In other words, this was a sign of a truly Divine intelligence in Adam. St. John Chrysostom writes:
God does this in order to show us the great wisdom ofAdam … and also so that in the giving of names might be seen a sign of dominion. … Just think what wisdom was needed to give names to so many kinds of birds, reptiles, wild and domestic animals, and other irrational creatures … to give them all names, and names belonging to them and corresponding to each kind. … Just think of how the lions and leopards, vipers and scorpions and serpents and all the other even more ferocious animals came to Adam as to a lord, with all submission, in order to receive names from him, and Adam did not fear a single one of these wild beasts. … The names which Adam gave them remain until now: God confirmed them so that we might constantly remember the honor which man received from the Lord of all when he received the animals under his authority, and might ascribe the reason for the removal (of this honor) to man himself, who lost his authority through sin.28
Because man possesses in himself something of the animal nature, as we have seen, and this animal nature became dominant in him because of his fall, Adam’s naming of the animals also indicates the original dominance of man’s mind over this lower, passionate nature. St. Ambrose writes:
The beasts of the field and the birds of the air which were brought to Adam are our irrational senses, because beasts and animals represent the diverse passions of the body, whether of the more violent kind or even of the more temperate. … God granted to you the power of being able to discern by the application of sober logic the species of each and every object, in order that you may be induced to form a judgment on all of them. God called them all to your attention, so that you might realize that your mind is superior to all of them.29
Perhaps no passage of Genesis is more a touchstone of our interpretation of the whole book than this brief passage of the creation of Eve from Adam’s rib. If we understand it “as it is written,” as the Holy Fathers did, we will have no difficulty understanding the rest of the book in the same way. But if we have difficulty understanding it in this simple way—and our modern minds almost instinctively rebel against this simple interpretation—we will undoubtedly find much else in Genesis that we have difficulty understanding as the Fathers did.

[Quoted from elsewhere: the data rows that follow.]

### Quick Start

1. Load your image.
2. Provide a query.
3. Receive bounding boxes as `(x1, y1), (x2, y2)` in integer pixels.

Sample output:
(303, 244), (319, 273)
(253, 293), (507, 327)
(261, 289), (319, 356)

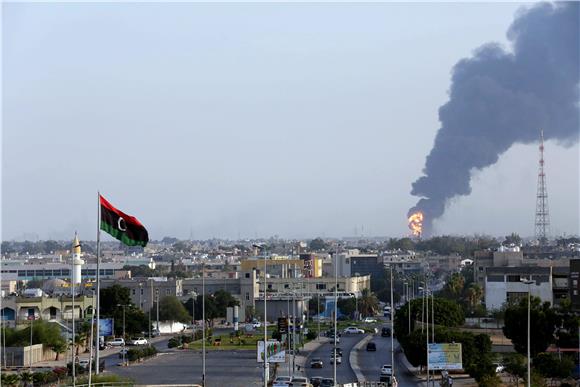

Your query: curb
(348, 334), (374, 384)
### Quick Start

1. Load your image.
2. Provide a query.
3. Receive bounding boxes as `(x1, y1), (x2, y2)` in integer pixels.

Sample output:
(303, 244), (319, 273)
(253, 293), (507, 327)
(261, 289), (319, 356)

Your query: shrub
(167, 336), (181, 348)
(306, 330), (318, 340)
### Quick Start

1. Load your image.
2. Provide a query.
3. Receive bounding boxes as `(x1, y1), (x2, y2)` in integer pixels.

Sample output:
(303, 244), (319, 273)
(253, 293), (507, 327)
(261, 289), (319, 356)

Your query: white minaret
(72, 233), (85, 285)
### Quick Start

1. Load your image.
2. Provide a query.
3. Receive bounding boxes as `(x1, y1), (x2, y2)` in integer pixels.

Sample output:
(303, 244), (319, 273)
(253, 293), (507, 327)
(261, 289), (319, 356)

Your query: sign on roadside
(258, 340), (286, 363)
(278, 317), (288, 334)
(428, 343), (463, 370)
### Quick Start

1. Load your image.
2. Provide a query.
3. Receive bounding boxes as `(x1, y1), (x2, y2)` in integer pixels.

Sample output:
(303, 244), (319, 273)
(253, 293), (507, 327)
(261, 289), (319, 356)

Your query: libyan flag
(99, 195), (149, 247)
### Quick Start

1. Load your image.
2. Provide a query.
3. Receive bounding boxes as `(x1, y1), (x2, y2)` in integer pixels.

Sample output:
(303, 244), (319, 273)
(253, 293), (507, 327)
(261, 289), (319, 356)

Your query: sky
(1, 3), (580, 240)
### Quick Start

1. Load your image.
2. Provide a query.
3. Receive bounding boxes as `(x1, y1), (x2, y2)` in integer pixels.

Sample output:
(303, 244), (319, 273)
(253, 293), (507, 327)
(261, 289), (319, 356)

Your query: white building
(485, 266), (554, 310)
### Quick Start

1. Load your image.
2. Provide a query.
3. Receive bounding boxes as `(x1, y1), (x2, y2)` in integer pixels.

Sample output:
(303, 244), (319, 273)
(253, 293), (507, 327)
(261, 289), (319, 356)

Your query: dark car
(310, 357), (324, 368)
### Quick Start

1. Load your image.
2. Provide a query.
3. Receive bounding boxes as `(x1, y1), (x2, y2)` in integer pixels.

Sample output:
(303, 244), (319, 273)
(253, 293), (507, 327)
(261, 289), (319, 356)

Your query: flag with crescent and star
(99, 195), (149, 247)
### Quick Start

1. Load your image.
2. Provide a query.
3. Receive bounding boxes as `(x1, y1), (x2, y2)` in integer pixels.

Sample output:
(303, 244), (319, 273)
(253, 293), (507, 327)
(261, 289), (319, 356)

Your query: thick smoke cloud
(409, 3), (580, 234)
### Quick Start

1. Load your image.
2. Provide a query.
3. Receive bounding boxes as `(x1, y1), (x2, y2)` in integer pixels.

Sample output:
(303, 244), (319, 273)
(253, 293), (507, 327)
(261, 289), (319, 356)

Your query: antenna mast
(536, 130), (550, 245)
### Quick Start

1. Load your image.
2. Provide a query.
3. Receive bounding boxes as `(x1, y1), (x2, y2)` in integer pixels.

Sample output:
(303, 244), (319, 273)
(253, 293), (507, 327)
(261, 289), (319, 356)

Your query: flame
(409, 211), (423, 236)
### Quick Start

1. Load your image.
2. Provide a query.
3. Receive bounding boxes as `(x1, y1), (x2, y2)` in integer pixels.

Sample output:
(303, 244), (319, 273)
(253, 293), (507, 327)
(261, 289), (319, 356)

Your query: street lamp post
(117, 304), (127, 365)
(201, 262), (205, 387)
(404, 282), (411, 335)
(520, 279), (534, 387)
(389, 263), (395, 381)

This passage is also a stumbling block for those who wish to promote the evolutionist view of the origin of life and of mankind. In this view, man (at least in his body) is a descendant of lower animals; the “father” of the first man, therefore, must have been a non-human creature closely related to the higher apes. The whole point of this evolutionary view is that man and every living being developed from more primitive organisms by natural laws now known (or hypothesized) by science; to accept the evolution of the first man from lower animals, and then provide a wife for him by the miracle of taking one of his ribs—is surely something no evolutionist could agree to. If Adam “evolved naturally” from the beasts, then Eve must have done the same; but if you accept the miraculous account of Eve’s creation as described in Genesis, you open yourself by this very fact to understanding the entire Six Days of Creation in the Patristic, and not the naturalistic, way.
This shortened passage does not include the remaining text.